Mormont and Craster were BOTH stupid. Fuck the laws of hospitality! I'd say these were pretty unprecedented circumstances. Mormont had just led his men on a COMPLETELY failed scouting mission (one of the biggest scouting missions for The Night's Watch in a few centuries if my memory is right). Many of them had already died, so you've already got a potential mutiny on your hands.

Not-to-freaking-mention the impending threat of the White Walkers. I understand Craster's keep has been a safe haven for the Crows in the past, but you've also got to take into account the mood of the men. A good leader should know what the vibe of the group is. Mormont did not, and he got stabbed in the back for his stupidity.

Acting in accordance with the dire and unprecedented circumstances, Mormont should have taken Craster's keep by force (which obviously wouldn't have been difficult), fed his men, and given them warmth and shelter for a few nights. Then he should have bloody well killed that White Walker loving Craster if it came to it (which it would have). As for the women, take them back to The Wall. Let the men have them if the women consent. Laws of hospitality and oaths of celibacy should count for shit when the safety of the entire realm is at stake.

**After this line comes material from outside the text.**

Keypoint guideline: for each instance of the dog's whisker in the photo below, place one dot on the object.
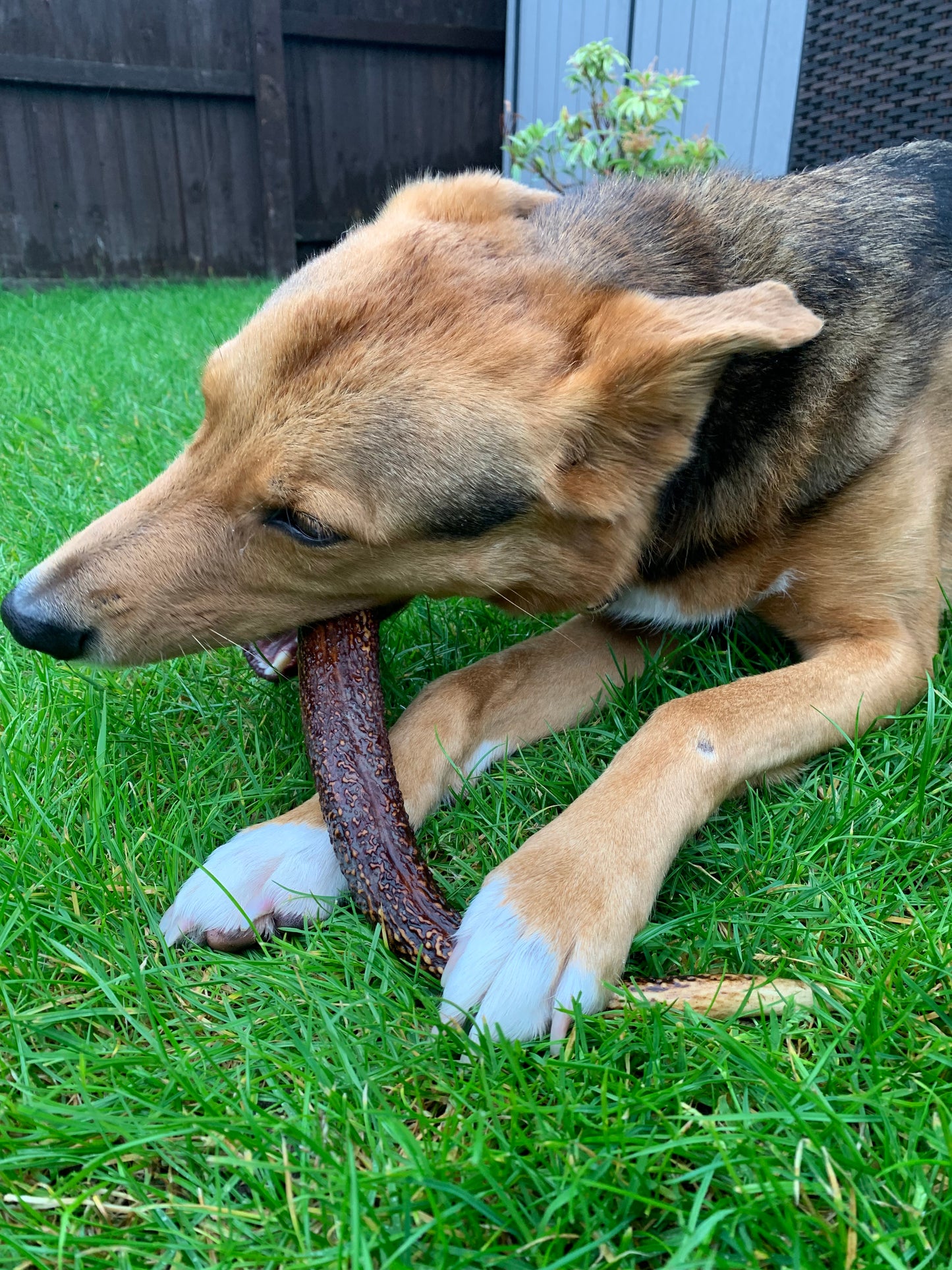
(527, 611)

On the flip side, Craster was DEFINITELY stupid, too. He acted like he was invulnerable and didn't take stock of the angry, hungry and mutinous men around him. If he were a tad more hospitable, maybe things go differently for him. He said he couldn't spare the food. Well, food doesn't do you much good if you're dead. But I suppose forethought can't be expected of a guy that took incest to a whole new disgusting level.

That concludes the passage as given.